Compare influence of same set of independent variables on two different dependent variables

Question

I'm currently doing two multiple linear regressions. Each of them with the same set of predictors (measurements for real estate quality) $X_1,...,X_n$, but with different dependent variables (one of them the purchasing price, the other one the yearly rent) $Y_1$ and $Y_2$.

$Y_1= a_1X_1+a_2X_2+...$
$Y_2= b_1X_1+b_2X_2+...$

What I am interested in is the influence of the independent variables on a third dependent variable $Y_3$ (a real estate investor's return assumption), which is approximately the quotient of the first two dependent variables $Y_1/Y_2$.

So what I want to do is to find out which of the independent variables could possibly have an influence on the third dependent variable. As predictors for the regression on $Y_3$ I only want to use the independent variables out of the original set, of which I think that they have influence on $Y_3$. To do so I want to compare the influence of the independent variables on $Y_1$ and $Y_2$. If the influence points in a different direction (e.g. coefficient $a_1$ is negative and $b_1$ is positive) it is obvious that this independent variable will probably have influence on $Y_3$. But what if the direction is the same? It could happen, that the independent variable $X_n$ has strong influence on both $Y_1$ and $Y_2$ but with the same magnitude, so that $Y_3$ is not determined by this independent variable.

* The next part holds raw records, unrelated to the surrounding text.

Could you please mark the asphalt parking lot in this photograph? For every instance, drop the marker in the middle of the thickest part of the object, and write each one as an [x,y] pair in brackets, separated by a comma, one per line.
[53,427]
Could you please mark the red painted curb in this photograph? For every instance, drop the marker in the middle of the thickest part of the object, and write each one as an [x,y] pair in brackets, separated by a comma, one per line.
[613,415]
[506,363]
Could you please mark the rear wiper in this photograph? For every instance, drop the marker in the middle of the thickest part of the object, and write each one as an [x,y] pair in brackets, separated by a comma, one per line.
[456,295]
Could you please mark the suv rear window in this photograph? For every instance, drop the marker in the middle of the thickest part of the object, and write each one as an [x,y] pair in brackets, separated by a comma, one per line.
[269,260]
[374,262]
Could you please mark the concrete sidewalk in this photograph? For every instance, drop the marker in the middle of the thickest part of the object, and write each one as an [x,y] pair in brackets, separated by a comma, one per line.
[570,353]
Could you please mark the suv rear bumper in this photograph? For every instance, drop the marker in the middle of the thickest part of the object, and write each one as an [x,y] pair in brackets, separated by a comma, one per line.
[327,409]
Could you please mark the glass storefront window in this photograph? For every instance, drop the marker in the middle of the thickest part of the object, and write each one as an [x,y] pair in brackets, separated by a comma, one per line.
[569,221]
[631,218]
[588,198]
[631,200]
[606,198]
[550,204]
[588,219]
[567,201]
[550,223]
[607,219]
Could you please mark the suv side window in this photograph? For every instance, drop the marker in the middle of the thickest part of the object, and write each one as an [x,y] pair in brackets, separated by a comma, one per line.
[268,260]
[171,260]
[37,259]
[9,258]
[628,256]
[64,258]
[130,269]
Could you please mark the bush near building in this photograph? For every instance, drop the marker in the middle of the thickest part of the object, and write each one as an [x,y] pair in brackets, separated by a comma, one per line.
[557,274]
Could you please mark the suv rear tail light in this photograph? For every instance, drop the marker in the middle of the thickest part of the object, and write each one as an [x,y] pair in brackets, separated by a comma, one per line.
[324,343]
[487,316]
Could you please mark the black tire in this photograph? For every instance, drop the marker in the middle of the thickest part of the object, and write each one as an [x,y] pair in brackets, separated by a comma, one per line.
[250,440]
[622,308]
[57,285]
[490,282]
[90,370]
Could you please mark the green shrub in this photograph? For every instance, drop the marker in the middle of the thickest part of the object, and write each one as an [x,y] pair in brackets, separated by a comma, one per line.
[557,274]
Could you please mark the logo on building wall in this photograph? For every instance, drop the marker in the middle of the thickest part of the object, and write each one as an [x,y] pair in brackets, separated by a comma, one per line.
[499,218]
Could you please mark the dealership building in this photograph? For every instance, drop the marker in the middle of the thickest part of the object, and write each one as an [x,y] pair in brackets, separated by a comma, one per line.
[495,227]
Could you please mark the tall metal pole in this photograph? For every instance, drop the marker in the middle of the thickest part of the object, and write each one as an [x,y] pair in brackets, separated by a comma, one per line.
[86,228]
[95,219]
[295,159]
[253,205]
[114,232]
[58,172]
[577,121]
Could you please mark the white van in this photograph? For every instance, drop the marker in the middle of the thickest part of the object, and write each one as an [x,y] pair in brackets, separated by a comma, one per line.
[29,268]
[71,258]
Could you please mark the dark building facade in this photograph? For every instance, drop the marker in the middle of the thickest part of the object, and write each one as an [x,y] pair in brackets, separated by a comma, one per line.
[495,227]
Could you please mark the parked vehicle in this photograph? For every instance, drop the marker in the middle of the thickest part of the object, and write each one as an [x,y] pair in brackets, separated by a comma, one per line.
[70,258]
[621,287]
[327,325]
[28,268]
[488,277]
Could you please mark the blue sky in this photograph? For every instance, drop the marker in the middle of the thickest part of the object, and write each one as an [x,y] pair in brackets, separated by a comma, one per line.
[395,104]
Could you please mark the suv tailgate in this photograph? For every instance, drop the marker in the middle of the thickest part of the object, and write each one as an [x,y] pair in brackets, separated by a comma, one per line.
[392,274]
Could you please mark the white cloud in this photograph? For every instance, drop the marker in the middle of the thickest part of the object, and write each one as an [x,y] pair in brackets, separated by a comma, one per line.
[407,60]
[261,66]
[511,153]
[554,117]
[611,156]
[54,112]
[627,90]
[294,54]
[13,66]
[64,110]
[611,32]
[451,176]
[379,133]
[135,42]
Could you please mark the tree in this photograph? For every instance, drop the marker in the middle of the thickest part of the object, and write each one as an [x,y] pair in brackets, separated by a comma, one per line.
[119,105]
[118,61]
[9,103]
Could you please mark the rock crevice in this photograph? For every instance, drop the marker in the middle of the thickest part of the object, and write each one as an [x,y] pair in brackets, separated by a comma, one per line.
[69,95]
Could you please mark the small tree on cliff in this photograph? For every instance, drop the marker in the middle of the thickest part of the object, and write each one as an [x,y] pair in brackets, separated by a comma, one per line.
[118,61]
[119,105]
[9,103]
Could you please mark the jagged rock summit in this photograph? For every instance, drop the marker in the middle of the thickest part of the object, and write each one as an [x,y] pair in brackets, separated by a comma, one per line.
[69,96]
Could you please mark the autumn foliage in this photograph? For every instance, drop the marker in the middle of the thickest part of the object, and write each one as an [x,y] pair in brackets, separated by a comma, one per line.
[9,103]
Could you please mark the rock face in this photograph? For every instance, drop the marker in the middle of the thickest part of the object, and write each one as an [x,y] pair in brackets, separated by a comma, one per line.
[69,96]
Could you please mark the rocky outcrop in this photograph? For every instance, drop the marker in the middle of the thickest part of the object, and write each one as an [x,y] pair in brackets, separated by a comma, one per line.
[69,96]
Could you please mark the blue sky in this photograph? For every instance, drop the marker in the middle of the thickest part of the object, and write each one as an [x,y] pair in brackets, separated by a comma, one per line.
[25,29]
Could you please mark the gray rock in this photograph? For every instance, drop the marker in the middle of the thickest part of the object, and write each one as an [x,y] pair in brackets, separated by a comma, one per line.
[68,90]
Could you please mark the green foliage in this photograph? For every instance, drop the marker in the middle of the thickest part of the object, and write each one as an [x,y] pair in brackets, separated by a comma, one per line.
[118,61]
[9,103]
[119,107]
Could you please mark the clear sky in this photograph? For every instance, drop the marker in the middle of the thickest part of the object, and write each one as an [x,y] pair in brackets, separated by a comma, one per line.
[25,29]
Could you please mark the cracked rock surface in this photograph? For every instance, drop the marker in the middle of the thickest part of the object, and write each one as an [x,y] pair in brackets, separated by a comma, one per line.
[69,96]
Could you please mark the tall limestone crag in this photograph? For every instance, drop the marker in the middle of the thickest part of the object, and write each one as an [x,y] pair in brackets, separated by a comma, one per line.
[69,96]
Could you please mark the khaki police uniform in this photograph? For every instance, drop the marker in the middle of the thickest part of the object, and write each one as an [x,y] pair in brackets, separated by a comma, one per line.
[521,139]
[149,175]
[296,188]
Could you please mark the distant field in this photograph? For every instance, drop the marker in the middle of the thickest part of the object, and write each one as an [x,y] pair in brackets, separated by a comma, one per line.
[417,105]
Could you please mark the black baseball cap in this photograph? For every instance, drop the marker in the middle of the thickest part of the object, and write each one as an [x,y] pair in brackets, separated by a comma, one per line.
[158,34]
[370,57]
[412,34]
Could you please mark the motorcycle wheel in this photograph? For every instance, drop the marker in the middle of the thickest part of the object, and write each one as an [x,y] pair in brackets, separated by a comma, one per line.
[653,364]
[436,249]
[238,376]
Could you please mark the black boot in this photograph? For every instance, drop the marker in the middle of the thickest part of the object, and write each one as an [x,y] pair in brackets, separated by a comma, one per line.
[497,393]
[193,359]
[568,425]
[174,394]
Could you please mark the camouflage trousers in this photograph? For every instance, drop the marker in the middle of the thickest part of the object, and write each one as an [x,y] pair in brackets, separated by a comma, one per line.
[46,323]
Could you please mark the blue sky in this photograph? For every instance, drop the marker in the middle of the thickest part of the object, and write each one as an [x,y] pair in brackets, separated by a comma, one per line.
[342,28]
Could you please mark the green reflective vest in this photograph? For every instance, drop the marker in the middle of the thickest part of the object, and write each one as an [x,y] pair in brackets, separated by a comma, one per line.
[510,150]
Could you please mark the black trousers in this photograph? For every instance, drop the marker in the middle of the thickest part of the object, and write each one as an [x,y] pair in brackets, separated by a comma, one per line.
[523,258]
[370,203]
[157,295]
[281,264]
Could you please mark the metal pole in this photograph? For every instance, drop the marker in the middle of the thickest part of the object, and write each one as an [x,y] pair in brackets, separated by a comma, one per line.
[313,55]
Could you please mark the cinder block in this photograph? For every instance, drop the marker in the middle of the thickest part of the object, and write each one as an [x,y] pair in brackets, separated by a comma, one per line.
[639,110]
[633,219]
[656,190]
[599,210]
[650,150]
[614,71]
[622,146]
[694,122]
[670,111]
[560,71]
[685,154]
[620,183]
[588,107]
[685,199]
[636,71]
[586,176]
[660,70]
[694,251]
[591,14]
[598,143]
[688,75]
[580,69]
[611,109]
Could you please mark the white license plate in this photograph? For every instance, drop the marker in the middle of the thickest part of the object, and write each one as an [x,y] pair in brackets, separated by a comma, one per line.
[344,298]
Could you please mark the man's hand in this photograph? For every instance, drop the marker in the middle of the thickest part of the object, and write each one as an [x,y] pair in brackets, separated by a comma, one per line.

So my question is, is there a way to find out (e.g. by comparing standardized regression coefficients?), how large the influence of one predictor is relatively on $Y_1$ and $Y_2$? So I can say for example, $X_n$ determines both $Y_1$ and $Y_2$ in a positive way, but $Y_1$ is determined stronger, so that the quotient $Y_1/Y_2$ and therefore probably $Y_3$ is influenced by $X_n$ in a positive way, that's why I use it as a predictor in the regression on $Y_3$."

I don't want to use the quotient of the predicted $Y_1$ and $Y_2$ as a estimator for $Y_3$, but do a fully new regression on $Y_3$.

Answer 1

as ShannonC pointed out why not run regression y3=y1/y2 ~ x1,x2,...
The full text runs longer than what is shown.